The mall is connected to several major roads including Damansara–Puchong Expressway at the Bandar Utama Interchange, and Lebuh Bandar Utama. In addition to providing 14,000 parking bays for cars, the mall also provides bicycle parking. The car park is also equipped with electric vehicle charging points.

The mall is also accessible via public transport via the Bandar Utama station that is served by the MRT Kajang Line and LRT Shah Alam Line. or via buses from Rapid KL and PJ City Bus bus services at the Bandar Utama bus hub.

==Incidents==
===Fires===
There were two fires that broke out in the mall. The first fire was on February 25, 2013, which started in a storage facility in the children's playground equipment store which caused the whole building to experience a power outage. The second fire occurred on July 11, 2014, when the fire broke out from the kitchen of one of the food court. Both fires were minor, and no casualties were reported.

===Crime===
In response to the abduction of Canny Ong in a shopping center in Bangsar which led to her death on June 13, 2003, many shopping malls in Klang Valley strengthened their security in order to protect their customers, including One Utama shopping mall where the management deployed additional policemen, guard dogs and security guards to patrol the mall.

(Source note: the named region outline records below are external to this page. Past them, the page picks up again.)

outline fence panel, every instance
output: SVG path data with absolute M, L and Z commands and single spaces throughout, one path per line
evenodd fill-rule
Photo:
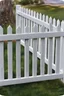
M 3 35 L 3 28 L 0 26 L 0 35 Z M 0 80 L 4 79 L 4 42 L 0 41 Z

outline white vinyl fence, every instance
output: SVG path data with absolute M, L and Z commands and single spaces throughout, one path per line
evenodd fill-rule
M 56 20 L 55 18 L 42 15 L 41 13 L 35 12 L 33 10 L 23 8 L 20 5 L 16 6 L 16 28 L 20 27 L 21 34 L 31 34 L 31 33 L 47 33 L 48 36 L 51 34 L 61 34 L 64 32 L 64 21 Z M 35 43 L 34 43 L 35 42 Z M 63 73 L 64 70 L 64 37 L 60 38 L 46 38 L 42 40 L 41 38 L 29 40 L 29 51 L 33 53 L 36 57 L 41 60 L 40 73 L 44 74 L 44 63 L 48 65 L 48 74 L 52 74 L 52 69 L 55 73 Z M 34 44 L 33 44 L 34 43 Z M 21 40 L 21 44 L 25 46 L 25 41 Z M 37 47 L 36 47 L 37 46 Z M 35 50 L 35 51 L 34 51 Z M 37 54 L 36 54 L 37 53 Z M 35 59 L 33 66 L 36 71 L 37 59 Z M 33 73 L 34 74 L 34 73 Z M 35 73 L 36 75 L 36 73 Z
M 3 34 L 0 27 L 0 86 L 61 79 L 64 82 L 64 21 L 16 6 L 16 34 L 12 27 Z M 7 42 L 8 77 L 5 79 L 4 42 Z M 16 77 L 13 78 L 13 41 L 16 44 Z M 24 46 L 24 76 L 22 76 L 21 45 Z M 32 53 L 30 75 L 29 52 Z M 40 73 L 37 74 L 37 59 Z M 47 73 L 45 65 L 47 64 Z M 53 72 L 54 70 L 54 72 Z

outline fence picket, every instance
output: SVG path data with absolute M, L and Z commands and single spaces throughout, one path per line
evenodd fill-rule
M 33 27 L 33 32 L 36 32 L 36 25 Z M 37 39 L 33 39 L 33 54 L 32 54 L 32 76 L 37 75 Z
M 9 26 L 7 29 L 8 34 L 12 34 L 12 27 Z M 8 41 L 8 79 L 12 79 L 12 41 Z
M 45 20 L 45 19 L 44 19 L 44 20 Z M 44 22 L 45 22 L 45 21 L 44 21 Z M 47 22 L 47 23 L 49 22 L 48 16 L 46 16 L 46 22 Z M 46 28 L 45 32 L 48 32 L 48 29 L 47 29 L 47 28 Z M 47 44 L 47 38 L 45 38 L 45 58 L 48 57 L 48 56 L 47 56 L 47 48 L 48 48 L 47 45 L 48 45 L 48 44 Z
M 0 26 L 0 35 L 3 35 L 3 28 Z M 0 80 L 4 79 L 4 43 L 0 42 Z
M 17 33 L 20 33 L 21 28 L 17 28 Z M 20 78 L 21 77 L 21 66 L 20 66 L 20 40 L 16 41 L 16 77 Z
M 52 31 L 52 18 L 49 19 L 50 28 L 49 31 Z M 52 74 L 52 38 L 48 39 L 48 74 Z
M 56 19 L 53 19 L 53 26 L 56 26 Z M 55 31 L 56 29 L 53 29 Z M 52 49 L 52 62 L 54 63 L 54 52 L 55 52 L 55 37 L 53 37 L 53 49 Z
M 60 31 L 60 22 L 57 21 L 57 31 Z M 60 67 L 60 37 L 56 38 L 56 73 L 59 73 L 59 67 Z
M 28 32 L 28 26 L 25 27 L 25 33 Z M 29 40 L 25 40 L 25 56 L 24 56 L 24 76 L 29 76 Z
M 44 26 L 41 27 L 41 31 L 44 32 Z M 41 39 L 41 59 L 40 59 L 40 75 L 45 71 L 45 39 Z

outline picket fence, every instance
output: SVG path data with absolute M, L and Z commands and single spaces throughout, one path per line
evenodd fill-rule
M 16 77 L 13 78 L 13 41 L 16 43 Z M 8 78 L 5 79 L 4 42 L 7 42 Z M 20 48 L 24 46 L 24 76 Z M 29 74 L 29 52 L 32 53 L 32 76 Z M 64 82 L 64 21 L 16 5 L 16 34 L 12 27 L 3 34 L 0 26 L 0 86 L 60 79 Z M 37 74 L 37 58 L 40 74 Z M 47 73 L 45 74 L 45 64 Z M 54 70 L 54 72 L 53 72 Z

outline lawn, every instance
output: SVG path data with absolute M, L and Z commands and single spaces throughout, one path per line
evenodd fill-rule
M 42 14 L 46 14 L 55 18 L 59 18 L 62 20 L 64 18 L 64 9 L 59 7 L 51 7 L 51 6 L 26 6 L 32 10 L 41 12 Z M 62 11 L 61 11 L 62 10 Z M 60 15 L 59 15 L 60 14 Z M 13 32 L 15 32 L 15 28 L 13 27 Z M 6 33 L 6 27 L 4 28 L 4 33 Z M 22 64 L 22 76 L 24 75 L 24 47 L 21 46 L 21 64 Z M 4 46 L 4 59 L 5 59 L 5 78 L 7 78 L 7 43 Z M 13 43 L 13 74 L 16 77 L 16 56 L 15 56 L 15 42 Z M 30 53 L 30 75 L 31 75 L 31 63 L 32 63 L 32 54 Z M 38 66 L 40 61 L 38 60 Z M 39 74 L 38 69 L 38 74 Z M 64 94 L 64 84 L 60 80 L 50 80 L 50 81 L 42 81 L 36 83 L 29 84 L 19 84 L 12 86 L 0 87 L 0 94 L 4 96 L 60 96 Z
M 49 6 L 49 5 L 35 5 L 24 6 L 36 12 L 51 16 L 52 18 L 64 20 L 64 7 L 63 6 Z

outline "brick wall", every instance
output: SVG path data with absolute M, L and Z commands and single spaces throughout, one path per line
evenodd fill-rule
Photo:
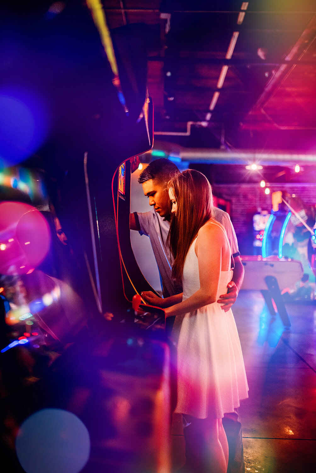
M 212 187 L 214 193 L 231 202 L 230 218 L 242 254 L 252 254 L 253 217 L 259 208 L 271 210 L 272 192 L 295 194 L 306 205 L 316 204 L 316 184 L 270 184 L 270 194 L 267 195 L 258 184 L 214 184 Z

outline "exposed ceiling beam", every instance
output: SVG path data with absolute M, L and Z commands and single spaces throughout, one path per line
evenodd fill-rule
M 221 164 L 249 164 L 293 166 L 305 164 L 316 166 L 316 154 L 298 154 L 286 151 L 261 153 L 255 150 L 204 149 L 188 149 L 180 150 L 179 158 L 182 161 L 197 163 Z

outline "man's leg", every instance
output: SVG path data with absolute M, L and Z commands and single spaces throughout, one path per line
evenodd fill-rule
M 227 473 L 245 473 L 241 424 L 237 410 L 225 414 L 222 422 L 228 445 Z

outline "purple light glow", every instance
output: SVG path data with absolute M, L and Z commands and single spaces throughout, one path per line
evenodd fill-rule
M 40 212 L 18 202 L 0 203 L 0 272 L 26 274 L 43 260 L 50 247 L 47 223 Z M 26 243 L 27 244 L 26 245 Z
M 29 92 L 0 90 L 0 162 L 21 162 L 42 145 L 47 131 L 43 101 Z

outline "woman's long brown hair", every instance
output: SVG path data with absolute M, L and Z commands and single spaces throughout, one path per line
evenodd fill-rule
M 172 277 L 181 280 L 184 260 L 199 230 L 211 218 L 212 189 L 202 173 L 187 169 L 169 181 L 177 202 L 176 216 L 172 214 L 167 238 L 175 261 Z

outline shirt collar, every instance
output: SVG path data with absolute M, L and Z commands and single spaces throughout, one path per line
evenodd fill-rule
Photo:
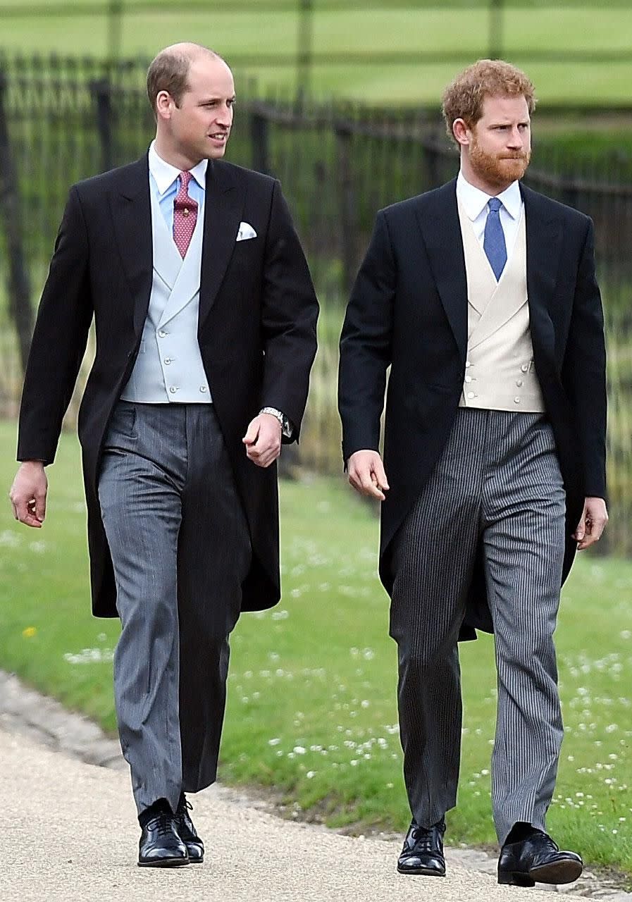
M 152 141 L 150 144 L 149 151 L 149 165 L 150 172 L 154 178 L 156 185 L 158 187 L 159 193 L 162 196 L 171 185 L 174 183 L 176 179 L 179 176 L 180 170 L 176 167 L 172 166 L 171 163 L 168 163 L 166 160 L 162 157 L 159 157 L 156 152 L 155 141 Z M 208 166 L 207 160 L 200 160 L 197 165 L 189 170 L 191 175 L 196 179 L 199 187 L 204 190 L 206 187 L 206 167 Z
M 486 194 L 480 188 L 474 188 L 473 185 L 471 185 L 463 171 L 459 172 L 459 177 L 456 179 L 456 193 L 468 219 L 471 219 L 472 222 L 478 219 L 491 199 L 491 195 Z M 522 195 L 520 194 L 519 182 L 512 181 L 508 188 L 506 188 L 501 194 L 496 197 L 498 197 L 512 219 L 519 218 L 522 210 Z

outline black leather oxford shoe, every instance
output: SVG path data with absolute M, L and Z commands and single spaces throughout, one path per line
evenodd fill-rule
M 187 801 L 184 793 L 182 793 L 176 808 L 176 829 L 187 846 L 190 863 L 201 864 L 204 861 L 204 842 L 197 835 L 197 831 L 193 826 L 193 821 L 189 817 L 188 812 L 192 810 L 191 804 Z
M 427 830 L 412 821 L 404 848 L 398 861 L 400 874 L 426 874 L 427 877 L 445 876 L 444 833 L 445 822 L 441 820 Z
M 499 859 L 499 883 L 533 887 L 536 883 L 572 883 L 583 861 L 574 851 L 560 851 L 548 833 L 534 830 L 518 842 L 506 842 Z
M 138 848 L 142 868 L 169 868 L 188 864 L 187 846 L 182 842 L 170 811 L 158 812 L 142 827 Z

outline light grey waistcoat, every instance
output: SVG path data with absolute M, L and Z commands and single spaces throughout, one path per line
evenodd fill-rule
M 143 404 L 209 404 L 211 393 L 197 342 L 203 211 L 184 260 L 151 198 L 153 278 L 141 348 L 124 400 Z
M 468 294 L 467 360 L 460 407 L 541 413 L 545 402 L 529 330 L 525 212 L 499 282 L 460 204 L 459 219 Z

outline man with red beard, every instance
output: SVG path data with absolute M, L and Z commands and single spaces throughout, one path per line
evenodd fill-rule
M 413 815 L 398 870 L 445 873 L 460 764 L 457 640 L 481 628 L 495 634 L 498 669 L 499 882 L 518 886 L 582 872 L 545 825 L 563 738 L 553 634 L 573 555 L 608 520 L 592 223 L 519 183 L 534 106 L 527 76 L 499 60 L 448 87 L 461 171 L 378 214 L 339 382 L 349 480 L 382 502 L 380 573 Z

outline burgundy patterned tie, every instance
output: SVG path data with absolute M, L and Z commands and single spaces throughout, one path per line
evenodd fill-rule
M 197 203 L 188 196 L 190 172 L 180 172 L 180 189 L 173 201 L 173 240 L 184 260 L 197 222 Z

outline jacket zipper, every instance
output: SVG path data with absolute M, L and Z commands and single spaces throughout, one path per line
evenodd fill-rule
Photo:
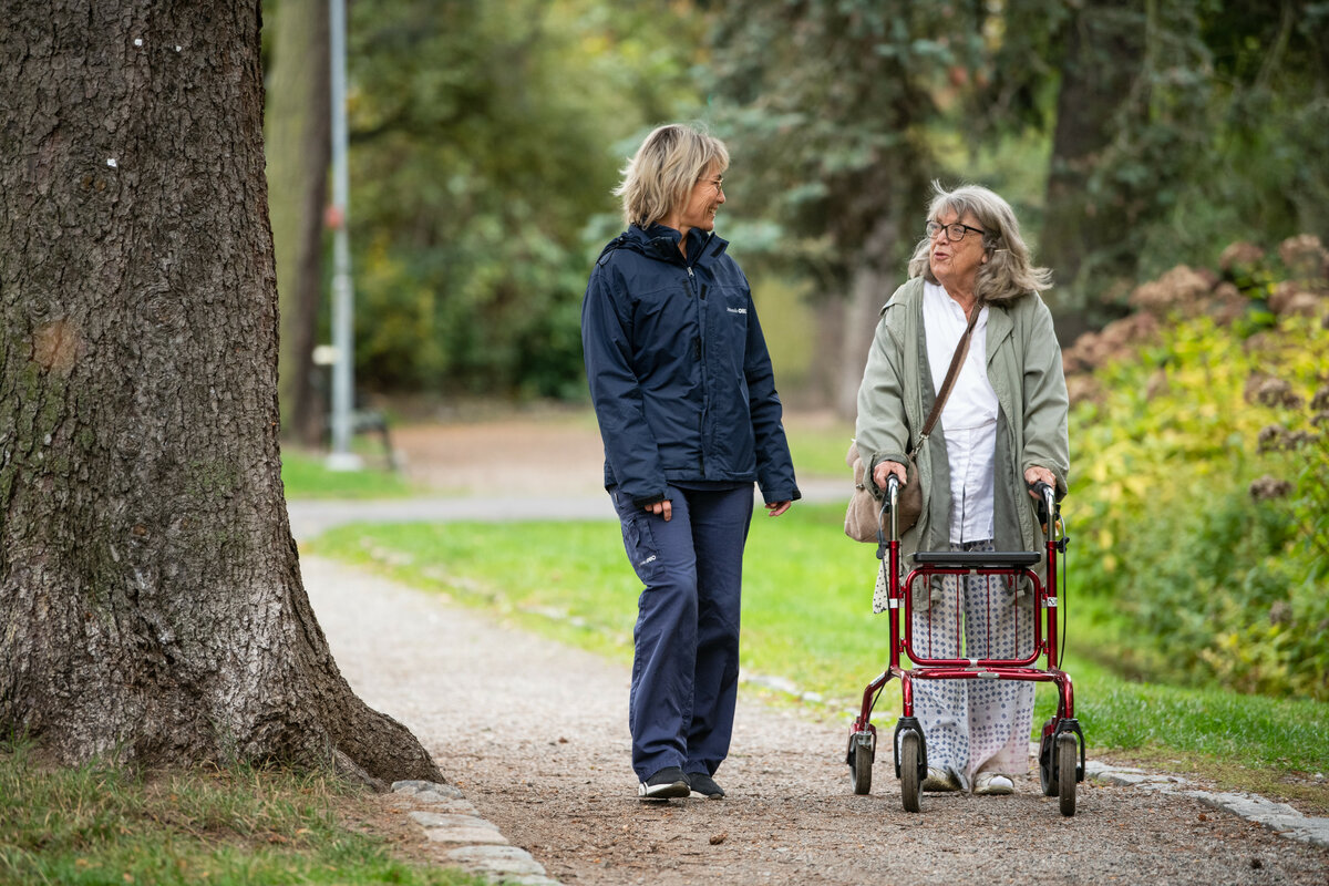
M 706 477 L 706 413 L 711 408 L 711 388 L 706 381 L 706 290 L 698 291 L 696 288 L 696 275 L 692 274 L 692 263 L 687 263 L 687 284 L 696 296 L 696 356 L 700 361 L 702 372 L 702 414 L 698 418 L 696 438 L 700 441 L 696 454 L 696 466 L 702 472 L 702 477 Z

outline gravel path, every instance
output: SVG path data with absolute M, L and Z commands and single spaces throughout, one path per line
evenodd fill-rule
M 722 801 L 635 798 L 625 667 L 318 558 L 306 587 L 351 685 L 421 739 L 480 814 L 577 883 L 1329 883 L 1329 849 L 1195 798 L 1037 772 L 1013 797 L 857 797 L 847 724 L 742 697 Z M 867 664 L 865 664 L 867 667 Z M 885 728 L 881 723 L 878 727 Z

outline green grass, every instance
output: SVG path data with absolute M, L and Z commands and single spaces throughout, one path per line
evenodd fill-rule
M 841 517 L 839 505 L 799 505 L 777 519 L 754 518 L 742 667 L 819 693 L 823 703 L 811 707 L 848 725 L 847 711 L 885 664 L 888 638 L 886 616 L 869 614 L 873 549 L 844 538 Z M 641 583 L 613 522 L 346 526 L 310 550 L 372 565 L 614 659 L 631 658 Z M 1298 780 L 1298 773 L 1329 773 L 1329 704 L 1131 683 L 1074 655 L 1076 643 L 1092 648 L 1094 632 L 1087 619 L 1071 618 L 1066 663 L 1091 754 L 1152 760 L 1232 788 L 1300 797 L 1329 813 L 1322 786 Z M 874 721 L 894 719 L 898 699 L 890 685 Z M 1051 687 L 1041 685 L 1035 727 L 1054 704 Z
M 292 448 L 282 450 L 282 484 L 287 498 L 405 498 L 416 485 L 365 460 L 361 470 L 328 470 L 324 456 Z
M 47 766 L 28 743 L 0 744 L 0 885 L 485 882 L 395 859 L 339 822 L 358 790 L 280 770 Z
M 853 440 L 853 422 L 825 416 L 788 414 L 784 434 L 789 441 L 793 468 L 800 480 L 839 478 L 848 495 L 852 476 L 844 464 L 844 453 Z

Despite this, there were several false alarms when some customers reported to police that their cars were stolen, when in fact the customers forgot where they had parked their cars. During Chinese New Year in 2014, a burglar stole jewellery worth RM10 million in one of the jewellery shops. The heist was planned by a Latin American gang in advance before executing the burglary, which included hiding inside the mall as it closed, cutting off electricity, disabling the burglar alarm system, stealing CCTV recording units and melting safe doors using an oxy acetylene torch.

=== Suicide ===
A woman fell to her death from the 4th floor at the new wing on 19 May 2021. The incident happened at 1 pm. The mall emergency response team quickly handled the situation before handing it over to the police. The management of One Utama has confirmed that the police will be investigating the matter further.